For two years, John Wray, the author of the well-regarded novel “Lowboy,” has been spinning out a Twitter story based on a character named Citizen that he cut from the novel, a contemporary version of the serialization that Dickens and other fiction writers once enjoyed.
“I don’t view the constraints of the format as in any way necessarily precluding literary quality,” he said. “It’s just a different form. And it’s still early days, so people are still really trying to figure out how to communicate with it, beyond just reporting that their Cheerios are soggy.” (Mr. Wray’s breakfast-food posts are, at the very least, far funnier than the usual kind: “Citizen opened the book. Inside, he found the purpose of existence expressed logarithmically. From what he could tell, it involved toast.”)
The linguist Ben Zimmer said he thought the growing popularity of the service as a creative outlet could be ascribed to the same “impulse that goes into writing a sonnet, of accepting those kind of limits.” But he admitted that his favorite Twitter literature in recent weeks has not been exactly Shakespearean: the wildly profane and popular Twitter musings that purported to be by the Chicago mayor-elect, Rahm Emanuel, but whose real author was recently revealed to be the rock journalist Dan Sinker.

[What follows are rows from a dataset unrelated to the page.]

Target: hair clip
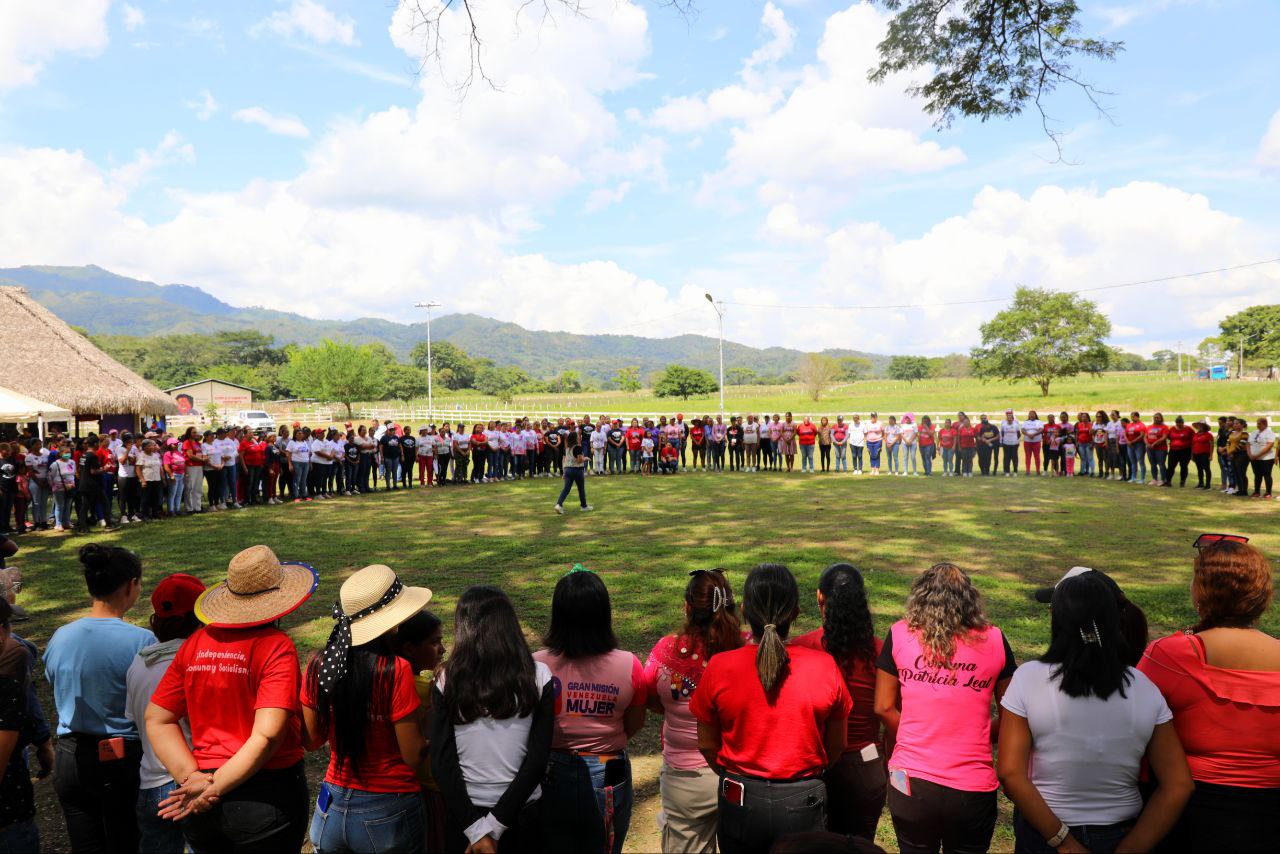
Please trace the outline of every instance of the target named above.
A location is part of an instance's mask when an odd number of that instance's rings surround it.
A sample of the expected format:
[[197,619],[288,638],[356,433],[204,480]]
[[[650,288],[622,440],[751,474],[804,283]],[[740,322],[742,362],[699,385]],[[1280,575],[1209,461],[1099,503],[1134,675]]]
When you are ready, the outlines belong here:
[[1102,645],[1102,632],[1098,631],[1098,624],[1096,620],[1093,621],[1093,631],[1085,631],[1083,627],[1080,629],[1080,640],[1085,644],[1097,644],[1098,647]]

“The deeper you got into it,” Mr. Zimmer said, “the more novelistic it became, and it was really compelling. It’s almost impossible to see it working in a traditional novel format. But as a Twitter creation it was hilarious, and worth every word.”
Calling all bards! Week in Review asked four poets each to write a poem within Twitter’s text limit of 140 characters — title and author name not included. Share your own verse on Twitter using the hash tag #poetweet.
Twitter Poem
The poem creates a space.
It hides in a tent in a forest.
Making its own bed it falls asleep in the dark,
wakes up under a lamp or the sun.
Billy Collins, whose new book of poems is “Horoscopes for the Dead.”
earth donates
break in a wave train
fallout active plume cloud spills
red reactors give
cross characters translated
in kanji could say much more
Claudia Rankine, whose latest book of poems is “Don’t Let Me Be Lonely.”
Teeny tiny poem
Teeny tiny poem/just enuf 2hold/1 xllent big word/Impluvium/open-eyed courtyrd/collectng rain/as all poems do/ skylife, open/birds do:/ tweet
Elizabeth Alexander, whose latest book of poems is “Crave Radiance,” and who wrote and delivered a poem for the inauguration of President Barack Obama.
Low Pay Piecework
The fifth-grade teacher and her followers—
Five classes, twenty-eight in each, all hers:
One-hundred-and-forty different characters.
Robert Pinsky, whose “Selected Poems” will be published next month.